Ohio State Uses Tone-Deaf "Silence" Ad to Promote Game Between Two Schools that Silenced Victims in Favor of Football


  • Twitter | Ohio State University

There's a lot to unpack with the Ohio State University "Silence" ad being used to promote the football game between the Buckeyes and the Penn State Nittany Lions this weekend. The ad in question shows a frenzy of words and symbols in white/off-white tones with “Silence” as its tag line, and an image of receiver Austin Mack putting his finger to his lips.

The Ohio State Football official Twitter page first posted the image with "Silence The White Noise" as the tagline, and followed up with a similar version of the ad that could be used as a background.

White noise can describe a number of audio sensations, but Merriam-Webster includes a definition stating, "meaningless or distracting commotion, hubbub, or chatter." Unless you're living under a rock, the only "white noise" surrounding Ohio State University Football has been about head coach Urban Meyer, and his inability to speak up on two separate occasions after hearing about domestic violence allegations against his assistant coach, Zach Smith.

Meyer then spent weeks staying silent about Courtney Smith's name, staying silent about the abuse she endured and staying silent about the truth of what he knew.

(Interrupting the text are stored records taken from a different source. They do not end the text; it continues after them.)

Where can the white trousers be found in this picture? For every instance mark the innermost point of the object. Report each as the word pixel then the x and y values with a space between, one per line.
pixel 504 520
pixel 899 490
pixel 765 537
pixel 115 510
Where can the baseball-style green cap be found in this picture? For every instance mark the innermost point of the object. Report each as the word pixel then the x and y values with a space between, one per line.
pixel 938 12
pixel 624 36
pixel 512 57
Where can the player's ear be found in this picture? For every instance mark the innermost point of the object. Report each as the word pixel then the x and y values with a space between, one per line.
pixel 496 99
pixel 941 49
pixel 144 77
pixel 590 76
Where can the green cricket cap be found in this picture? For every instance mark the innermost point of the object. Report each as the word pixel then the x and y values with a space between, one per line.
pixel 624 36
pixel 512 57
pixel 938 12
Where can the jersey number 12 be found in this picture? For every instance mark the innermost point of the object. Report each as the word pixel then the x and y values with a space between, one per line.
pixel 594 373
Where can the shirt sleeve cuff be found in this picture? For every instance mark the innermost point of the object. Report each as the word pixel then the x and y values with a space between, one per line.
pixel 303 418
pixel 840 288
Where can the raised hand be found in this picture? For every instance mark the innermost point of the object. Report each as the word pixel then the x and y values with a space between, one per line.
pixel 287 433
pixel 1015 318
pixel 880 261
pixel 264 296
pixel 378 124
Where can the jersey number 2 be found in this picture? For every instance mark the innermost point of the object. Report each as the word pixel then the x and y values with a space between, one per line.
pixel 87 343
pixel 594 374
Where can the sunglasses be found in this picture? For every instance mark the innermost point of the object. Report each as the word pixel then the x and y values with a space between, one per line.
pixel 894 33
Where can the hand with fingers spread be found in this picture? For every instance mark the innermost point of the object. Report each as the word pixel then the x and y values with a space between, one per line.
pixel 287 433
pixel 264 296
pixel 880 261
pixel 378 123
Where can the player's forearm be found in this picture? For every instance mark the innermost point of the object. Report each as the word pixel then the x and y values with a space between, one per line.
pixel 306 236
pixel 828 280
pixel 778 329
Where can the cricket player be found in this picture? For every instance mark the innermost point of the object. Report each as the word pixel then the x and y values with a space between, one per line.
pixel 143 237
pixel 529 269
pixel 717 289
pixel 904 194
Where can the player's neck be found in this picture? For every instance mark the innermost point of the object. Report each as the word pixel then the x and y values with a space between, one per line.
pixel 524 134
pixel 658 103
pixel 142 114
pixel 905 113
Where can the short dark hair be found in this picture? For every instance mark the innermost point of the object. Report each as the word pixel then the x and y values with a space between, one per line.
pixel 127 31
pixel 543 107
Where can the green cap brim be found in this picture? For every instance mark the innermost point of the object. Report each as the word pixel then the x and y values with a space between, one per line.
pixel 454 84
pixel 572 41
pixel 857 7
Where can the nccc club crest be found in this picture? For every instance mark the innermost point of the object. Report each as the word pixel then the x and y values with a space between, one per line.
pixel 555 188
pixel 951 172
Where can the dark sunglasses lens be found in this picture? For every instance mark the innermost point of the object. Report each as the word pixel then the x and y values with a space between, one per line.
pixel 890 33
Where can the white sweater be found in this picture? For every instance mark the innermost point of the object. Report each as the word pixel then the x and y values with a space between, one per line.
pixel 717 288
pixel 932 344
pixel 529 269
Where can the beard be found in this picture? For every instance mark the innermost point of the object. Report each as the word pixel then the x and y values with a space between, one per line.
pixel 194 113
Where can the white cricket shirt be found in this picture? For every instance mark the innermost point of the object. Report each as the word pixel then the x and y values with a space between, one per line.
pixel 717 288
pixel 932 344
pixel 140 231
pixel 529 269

The Buckeyes only went three games without their head coach, who was given a mind-numbingly tame punishment for his complicit silence to protect Zach Smith and discredit Courtney Smith. Important to note that the athlete featured in the ad, Austin Mack, is a wide receiver.

The coach of wide receivers? Zach Smith.

On top of the scandal with Urban Meyer, Ohio State University is also in the midst of a lawsuit from former male wrestlers who claim the university ignored their complaints about sexual abuse at the hands of team physician, Richard Strauss, from the late 1970s to the 1990s. The lawsuit gained national attention when Ohio Rep. Jim Jordan, a former OSU wrestling coach, was named as someone who remained silent about the abuse.

The cherry on top of this tone-deaf sundae, however, is who Ohio State will be facing on Saturday.

Back in 2011, a grand jury report was released containing testimony that Jerry Sandusky, assistant football coach at Penn State for 32 years (including 23 years as defensive coordinator), had sexually abused eight boys over a period of at least 15 years. The number of victims later increased to 10, and officials at Penn State were accused of staying silent, and reportedly failing to notify law enforcement about the series of abuse. Sandusky was found guilty in 2012 on 45 counts and will spend the rest of his life behind bars.

The "white noise" ad was meant to combat the Penn State crowd's tradition of wearing all white to give a "whiteout" crowd appearance during the game, but it's concerning that the marketing team of a Big 10 University thought the "silence" aspect was a good idea, given the history of both of the teams involved.

As of publication, Ohio State has not made any sort of apology or acknowledgement of how grossly inappropriate this ad could be interpreted, despite the overwhelming amount of people blowing up their social media feeds telling OSU to take it down.